ハート型の指向性パターンを持つ指向性マイク——正面で強く拾い、側面で弱く、後ろはほぼ拾わない。セットでの対白の主力機。
このマイクのカーディオイド指向性(心臓形)は、現場でのダイアログ録音において最も信頼できる武器となります。画角の外、できれば俳優の口鼻部分の上方からわずかに外側に配置することで、不要な後方や側方からのノイズを効果的に抑制しながら、クリアで直接的な音声録音を得ることができます。これは偶然ではなく物理学によるもので、カーディオイド形状は複数のダイヤフラム開口部の組み合わせによって形成され、低周波の逆位相の音を打ち消します。後方から走るカメラや、隣で作業するグリップの音などは、録音には影響しません。

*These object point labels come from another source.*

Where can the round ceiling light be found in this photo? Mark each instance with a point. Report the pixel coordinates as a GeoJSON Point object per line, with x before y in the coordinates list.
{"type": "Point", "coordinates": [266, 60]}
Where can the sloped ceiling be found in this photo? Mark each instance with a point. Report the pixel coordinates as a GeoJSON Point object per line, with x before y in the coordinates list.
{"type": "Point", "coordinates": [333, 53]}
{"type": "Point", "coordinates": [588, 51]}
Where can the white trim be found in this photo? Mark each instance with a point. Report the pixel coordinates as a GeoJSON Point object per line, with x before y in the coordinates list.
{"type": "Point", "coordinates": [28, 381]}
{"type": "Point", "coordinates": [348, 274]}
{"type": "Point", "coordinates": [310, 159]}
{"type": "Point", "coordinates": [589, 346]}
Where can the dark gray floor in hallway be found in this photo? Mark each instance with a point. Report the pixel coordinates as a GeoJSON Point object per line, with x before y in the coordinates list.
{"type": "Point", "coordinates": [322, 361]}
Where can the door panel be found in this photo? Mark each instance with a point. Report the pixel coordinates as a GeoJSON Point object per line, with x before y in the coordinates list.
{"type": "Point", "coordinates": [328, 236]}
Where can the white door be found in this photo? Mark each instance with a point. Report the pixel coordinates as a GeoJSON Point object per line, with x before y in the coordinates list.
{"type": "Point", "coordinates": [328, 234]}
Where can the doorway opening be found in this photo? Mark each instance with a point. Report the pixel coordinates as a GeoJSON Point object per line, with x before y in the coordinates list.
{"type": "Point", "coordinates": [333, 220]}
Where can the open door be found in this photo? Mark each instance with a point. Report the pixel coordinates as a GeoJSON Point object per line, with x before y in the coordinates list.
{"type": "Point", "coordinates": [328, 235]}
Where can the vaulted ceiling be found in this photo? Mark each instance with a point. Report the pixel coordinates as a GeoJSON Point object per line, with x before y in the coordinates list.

実際には、カーディオイドマイクはブームポールに取り付けられ、ショックマウントと(非常に重要な)ウインドスクリーンと共に使用されます。指向性は絶対的なものではなく、周波数に対して相対的です。低周波は、中高周波よりも指向性が弱く拾われます。これは、低周波の機械音や交通騒音などが信号に混入する可能性があることを意味します。これには、ミキサーのハイパスフィルターや、マイクの適切な位置決めが役立ちます。音源からの最小距離は20〜40cmを下回らないようにしてください。それ以下だと近接効果が発生し、低音の強調が劇的に増幅され、ダイアログがこもったような音になります。

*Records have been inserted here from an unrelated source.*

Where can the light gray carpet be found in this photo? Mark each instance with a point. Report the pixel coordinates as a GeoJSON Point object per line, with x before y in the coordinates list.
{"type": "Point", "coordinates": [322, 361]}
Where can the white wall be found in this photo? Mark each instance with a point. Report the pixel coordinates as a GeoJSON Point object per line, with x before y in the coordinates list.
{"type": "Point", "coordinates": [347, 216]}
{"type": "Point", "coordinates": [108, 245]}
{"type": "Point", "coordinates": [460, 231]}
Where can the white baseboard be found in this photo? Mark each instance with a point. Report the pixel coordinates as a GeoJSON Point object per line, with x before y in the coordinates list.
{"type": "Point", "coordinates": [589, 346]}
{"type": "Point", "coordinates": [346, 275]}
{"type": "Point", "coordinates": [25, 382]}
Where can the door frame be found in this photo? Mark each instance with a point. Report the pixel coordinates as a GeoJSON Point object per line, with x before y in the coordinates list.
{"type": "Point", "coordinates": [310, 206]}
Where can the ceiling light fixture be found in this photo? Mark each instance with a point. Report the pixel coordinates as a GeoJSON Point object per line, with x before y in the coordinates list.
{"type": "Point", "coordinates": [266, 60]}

これらのマイクがハンドリングノイズにどれほど敏感であるかを過小評価しないでください。揺れるブームポールは、そのままゴロゴロというノイズとして伝わります。しっかりとした正確な保持は必須です。また、ダイヤフラムに対して垂直な方向も重要です。マイクを180度後ろ向きに回転させると、感度が劇的に低下します。これは、不要な音源を排除したり、3人の俳優を同じブームポールに配置することなく同時に録音したりするために意図的に利用されます。標準的な大口径ダイヤフラムのカーディオイドマイク(例:Sennheiser MKE 600やRode NT1など)は、ダイアログを伴うあらゆる撮影の基本装備です。
スーパーカーディオイドやハイパーカーディオイドとの境界線は曖昧です。これらのより狭い指向性のバリエーションは、さらに厳密に指向性の高い録音を提供しますが、配置にはより高度な技術が必要です。素早い撮影や位置変更が多い場合は、クラシックなカーディオイドが安全な選択肢となります。